I would like to see 3 books, Rules, Background and Armies instead of a single one
I can see the rationale for having separate books, but if you do separate rules, force lists and lore, then I strongly believe they should be available as a multi-pack buy (hardcopy and pdf), and any flagship starter set should have all three in hardcopy. If there’s three, they would probably have to be all be the size of a COK or thereabouts… None would - or could - be the size of the current big red book.
If we continue with the current approach, I think the 4th edition equivalent of the big red book should incorporate a minimum amount of lore before each army list. It might only need to be a page and a half of small type, but it’s jarring to me that the lists don’t have this and I agree with TheGrizzly that newcomers to the game and casual players would probably prefer it (I know I would have).

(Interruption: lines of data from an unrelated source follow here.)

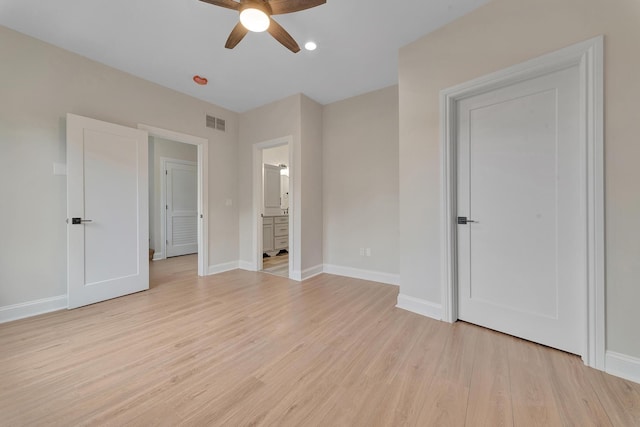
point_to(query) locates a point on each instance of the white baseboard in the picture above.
(420, 306)
(221, 268)
(312, 271)
(374, 276)
(247, 265)
(32, 308)
(623, 366)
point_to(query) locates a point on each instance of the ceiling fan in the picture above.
(255, 15)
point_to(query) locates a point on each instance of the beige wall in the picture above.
(159, 148)
(360, 180)
(497, 35)
(39, 85)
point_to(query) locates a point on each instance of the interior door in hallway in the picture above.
(521, 252)
(107, 211)
(182, 208)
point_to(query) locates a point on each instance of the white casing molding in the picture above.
(588, 56)
(203, 189)
(356, 273)
(221, 268)
(420, 306)
(623, 366)
(32, 308)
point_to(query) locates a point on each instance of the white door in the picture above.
(182, 208)
(107, 211)
(521, 263)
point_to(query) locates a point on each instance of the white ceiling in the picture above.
(169, 41)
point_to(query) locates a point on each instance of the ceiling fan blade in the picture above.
(229, 4)
(278, 7)
(237, 34)
(283, 37)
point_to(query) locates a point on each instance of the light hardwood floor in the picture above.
(242, 348)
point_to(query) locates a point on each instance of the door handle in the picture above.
(79, 220)
(462, 220)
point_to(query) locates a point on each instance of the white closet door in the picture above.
(522, 263)
(107, 208)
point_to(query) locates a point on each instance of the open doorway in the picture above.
(178, 199)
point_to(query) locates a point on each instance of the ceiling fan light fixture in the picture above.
(254, 20)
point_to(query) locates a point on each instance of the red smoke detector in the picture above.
(200, 80)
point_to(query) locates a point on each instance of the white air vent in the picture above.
(216, 123)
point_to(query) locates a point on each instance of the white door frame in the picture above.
(163, 200)
(294, 250)
(203, 188)
(588, 56)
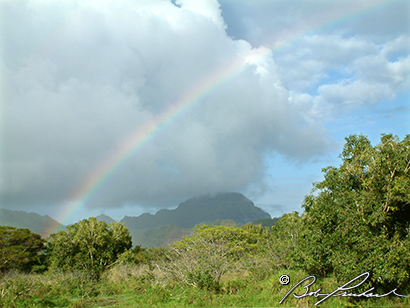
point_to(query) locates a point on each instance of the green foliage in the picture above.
(88, 245)
(284, 241)
(202, 259)
(135, 255)
(266, 222)
(358, 218)
(21, 249)
(36, 223)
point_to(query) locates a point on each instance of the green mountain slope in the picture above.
(43, 225)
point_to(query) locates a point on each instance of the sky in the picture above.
(126, 107)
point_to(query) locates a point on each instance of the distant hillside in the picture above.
(43, 225)
(204, 209)
(105, 218)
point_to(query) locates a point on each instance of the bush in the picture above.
(358, 219)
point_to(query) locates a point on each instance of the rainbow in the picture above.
(142, 136)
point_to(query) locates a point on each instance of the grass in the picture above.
(137, 286)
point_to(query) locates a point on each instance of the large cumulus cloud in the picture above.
(81, 77)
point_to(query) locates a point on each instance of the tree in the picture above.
(358, 218)
(202, 259)
(282, 247)
(20, 249)
(88, 245)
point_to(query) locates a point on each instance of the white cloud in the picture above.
(91, 73)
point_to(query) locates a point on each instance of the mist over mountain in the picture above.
(203, 209)
(165, 226)
(105, 218)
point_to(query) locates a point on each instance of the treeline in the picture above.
(356, 220)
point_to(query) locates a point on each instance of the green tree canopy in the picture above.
(358, 218)
(88, 245)
(20, 249)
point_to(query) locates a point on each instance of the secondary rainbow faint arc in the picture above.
(142, 135)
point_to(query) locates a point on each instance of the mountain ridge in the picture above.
(200, 209)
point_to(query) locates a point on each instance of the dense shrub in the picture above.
(89, 245)
(358, 218)
(21, 249)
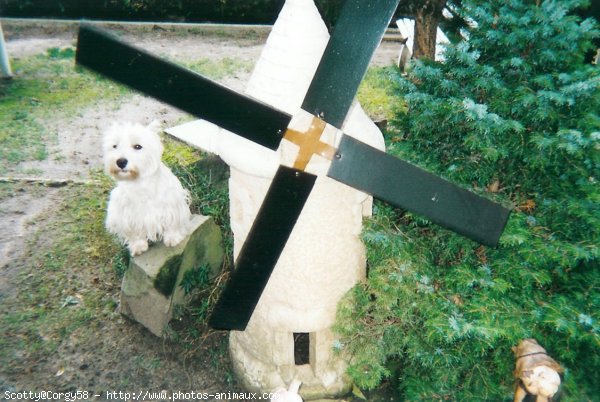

I know there is a large lore book available for free, and yes, I downloaded it, and yes, in theory you could buy a hardcopy to go with your hardcopy big red book, but it’s just a bit of a faff.
Just do a page or page and a half of army lore for each faction, and while at it, maybe just a single line or two describing what each unit in the army is. It might just be a cut-down version of what’s on the webstore description for models.
Putting this lore in wouldn’t substantially increase the size of the book.
Longterm, serious competitive players probably don’t need any books, they’re solely the Companion app anyway?